The government is currently seeking to amend the law, through the Lagos State House of Assembly to extend the tenure of council chairmen to four years instead of three years.
The Attorney General and Commissioner for Justice, Ade Ipaye said in Lagos that the amendment proposal came out of various suggestions made towards improving administrative efficiency at the local government level.
The commissioner said government believes that the proposed amendment would make government at the grassroots more efficient and result oriented.
“Many keen observers find the three years turnaround time to be a disadvantage. Typically, chairmen and councilors come into government as freshers. They spend the first year settling down, appreciating the demands of the office and generally orientating themselves. Let us assume that by the second year they have a fair grip and increasing efficiency, this is virtually lost by the third year.
“With elections approaching, they are heavily distracted. Furthermore, a lot of people have canvassed the harmonization of terms of office across the board, for instance, federal, state and local governments, so that we do not have what appears to be an unending political or electioneering season.

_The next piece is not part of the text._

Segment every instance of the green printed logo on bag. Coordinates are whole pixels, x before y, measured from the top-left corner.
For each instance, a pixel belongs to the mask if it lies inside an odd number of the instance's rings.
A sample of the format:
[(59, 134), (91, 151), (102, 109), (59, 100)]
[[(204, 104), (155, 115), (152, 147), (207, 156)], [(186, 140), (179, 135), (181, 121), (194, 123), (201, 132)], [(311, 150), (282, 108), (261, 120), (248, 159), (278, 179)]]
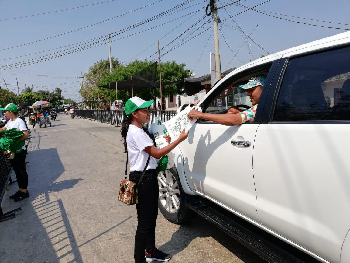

In the light of these arguments, we believe that the proposed amendment will make governments more efficient at the local level,” Ipaye explained.
Ipaye stated that if the House of Assembly considered the amendment worthy of passage as proposed, serving political office holders at the local government level would be at par with their colleagues at the state and federal levels.
“They will get a four-year term which is renewable once, provided they are re-elected. After two terms they will not be able to contest for the same position again,” he said.
On the intention of the Federal Government to sell the National Theatre, the Attorney General said the state government might contest the decision in court if the Federal Government should sell it to private bodies instead of the state government.
“In fact, we are really not sure of the intentions of the Federal Government in this regard. However, we reiterate our readiness to take over, refurbish and use these heritage assets for their intended purposes.
“I think Lagos State Government is eminently deserving of this opportunity. In a very real sense, we do have a stake in these monuments, having hosted the Federal Government as capital territory for so long and created the enabling environment for their establishment.
“Apart from their being on Lagos soil, these monuments are an intimate part of the Lagos history and social scene. If anyone can be trusted to value and treasure them, it is the Lagos State Government,” he explained.
According to him, if the National Theatre is eventually sold, “we feel very strongly about these monuments-for all the good reasons. For many of them, we will no doubt consider the legal option if it comes to that. In the meantime, we are focused on persuasion, hoping that the Federal Government will appreciate the obvious merit of our position.”